I feel in my very sinews a pull of collective mourning over those whom we have lost and could not collectively—or directly—grieve. I don’t have a background in the science behind genetic trauma, but I submit that it is a chiefly unnatural thing to not be able to appropriately mourn the loss of our loved ones. Even in war, there is an allowance for the burying of our dead. Outside of the pandemic, the only other times in American history where we were not able to appropriately grieve and bury our loved ones was during chattel slavery and the Trail of Tears.

What does that do, I wonder, to those of us who are experiencing the echoed incantations of ambiguous loss?

I hope it draws us closer and makes us spend our time more wisely.

I hope it prompts us to be both empathetic and kind. And I hope (beyond hope, even) that it keeps us together.

As family.


On February 14, 2011, Olutosin “Olu” Burrell discovered by happenstance that his first name is an anagram for the word “solution.” Since then, he has spent most of his time trying to temper his urge to solve EVERYTHING. That realization drives him to maintain a growth mindset by being not just a lifelong learner, but practitioner.

By day, Olu works in the leading human resource agency in the District of Columbia, where he administers leadership, training, conducts executive workplace coaching, and manages and Executive Leadership Program. In addition to this work, he also independently contracts as a writer, speaker, coach and consultant working with individuals, teams, and organizations in the federal government, not-for-profit, private, K-12 and higher education arenas.

Olu counts storytelling and the spoken word as part of his strengths, and–where appropriate–includes them in his engagements as he encourages his clients to craft their own legend. A student of inquiry and behavioral science, he “treats the interrogative as the imperative” in establishing first connection and then breakthrough.
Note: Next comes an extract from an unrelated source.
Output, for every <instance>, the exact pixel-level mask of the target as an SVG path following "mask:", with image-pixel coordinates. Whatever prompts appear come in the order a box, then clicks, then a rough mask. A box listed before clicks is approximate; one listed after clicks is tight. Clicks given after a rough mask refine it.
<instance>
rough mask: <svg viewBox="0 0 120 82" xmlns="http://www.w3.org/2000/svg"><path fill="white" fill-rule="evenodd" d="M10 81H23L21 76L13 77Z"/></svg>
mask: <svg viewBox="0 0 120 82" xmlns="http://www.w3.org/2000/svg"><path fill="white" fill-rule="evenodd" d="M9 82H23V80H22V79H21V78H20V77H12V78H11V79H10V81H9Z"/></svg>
Olu is a proud son of Howard University where he earned a B.A. in English. He also earned a M.S. in Organization Development from American University, and a Graduate Certificate in Comprehensive Evidence-Based Coaching from Fielding Graduate University, where he focused on leadership, organizational, and personal coaching. He is certified as a Professional Certified Coach (PCC) from the International Coach Federation and holds certifications in a number of leadership, diversity, and 360° instruments.

A fifth generation Washingtonian, Olu resides in Ward 8 his wife Farran and their two children Samara and Solomon.